Der Hörer wurde aufgelegt.

Tiedemann warf Fricke einen irritierten Blick zu und wählte ein weiteres Mal. Niemand hob ab.

»Bleib da dran, Ole.« Fricke sah Andresen an. »Wie weit seit ihr mit der Sichtung von Wenningers Unterlagen?«

Andresen zwirbelte an seinem Schnauzer. »Wir sind so gut wie durch. Alles nur Versicherungskram oder Unterlagen, die sein Haus oder die Praxis betreffen. Nichts Persönliches. Keine Kinderfotos, keine Briefe, keine Zeugnisse, nicht ein einziges Dokument von vor 1990. Als hätte es Kurt Wenninger da noch nicht gegeben.«

»Das ist doch nicht normal.« Frickes Kiefermuskeln malmten.

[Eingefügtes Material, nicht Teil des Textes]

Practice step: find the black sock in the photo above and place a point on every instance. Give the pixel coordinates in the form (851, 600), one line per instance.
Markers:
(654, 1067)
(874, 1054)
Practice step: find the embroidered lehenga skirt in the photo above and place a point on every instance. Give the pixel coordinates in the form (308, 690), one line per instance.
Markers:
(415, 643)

»Wenninger wollte offenbar nicht, dass jemand etwas findet«, erwiderte Malin. »Der Mann hatte etwas zu verbergen.«

Fricke musterte seine Mitarbeiter grimmig. »Dann fangt an zu graben, und zwar so tief ihr könnt.«

Nach dem sie zwei Stunden lang ergebnislos sämtliche Suchmaschinen im Internet mit Kurt Wenningers Namen gefüttert hatte, beschloss Malin, Stefan Biedermann aufzusuchen. Das merkwürdige Verhalten des Postboten während der ersten Befragung war ihr im Gedächtnis geblieben. Sie rief bei seiner Dienststelle an und erfuhr, dass er bereits Feierabend gemacht hatte und vermutlich in seinem Schrebergarten anzutreffen war.

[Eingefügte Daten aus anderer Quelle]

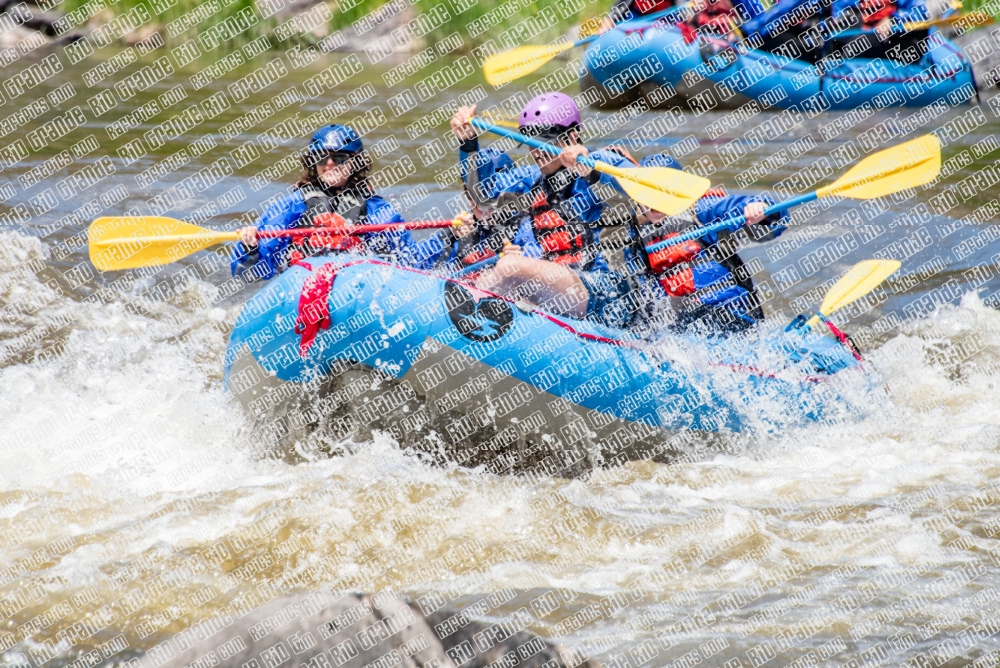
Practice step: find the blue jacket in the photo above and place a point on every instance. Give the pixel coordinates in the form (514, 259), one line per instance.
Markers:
(266, 260)
(492, 189)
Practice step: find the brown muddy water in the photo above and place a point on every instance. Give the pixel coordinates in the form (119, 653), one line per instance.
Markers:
(135, 500)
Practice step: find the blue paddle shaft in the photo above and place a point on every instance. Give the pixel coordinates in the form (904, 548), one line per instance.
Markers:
(480, 124)
(658, 15)
(733, 223)
(473, 268)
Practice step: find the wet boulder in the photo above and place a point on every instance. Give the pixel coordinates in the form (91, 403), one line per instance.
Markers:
(351, 631)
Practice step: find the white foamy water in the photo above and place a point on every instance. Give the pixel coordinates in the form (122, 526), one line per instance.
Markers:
(124, 464)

Das Navi in ihrem Mini führte Malin zu einer weitläufigen Kleingartenkolonie in Langenhorn. Alte Bäume, halbhohe grüne Hecken und prächtige Blütenbüsche säumten die Wege. Auf den Grundstücken standen Häuser in Miniaturformat.

Vor einem dunkelrot gestrichenen Holzhaus hockte ein Mann mit Pferdeschwanz auf einer überschaubaren Rasenfläche und beförderte mit einem Unkrautstecher Löwenzahn aus dem Gras.

Malin öffnete das Gartentor. »Hallo, Herr Biedermann.«

Der Postbote sah kurz auf. »Hallo.« Ungerührt zupfte er das Unkraut von seinem Hilfsgerät umd warf es in den neben ihm stehenden Eimer.

»Ich würde mit Ihnen gerne noch mal über Kurt Wenninger sprechen.« Malin trat näher.

Stefan Biedermann sah zum Himmel, an dem sich dunkle Wolken auftürmten. »Eigentlich wollte ich den Rasen fertig machen. Ich muss noch mähen und hinterher düngen, und zwar bevor der Regen kommt.« Er widmete sich dem nächsten Löwenzahn.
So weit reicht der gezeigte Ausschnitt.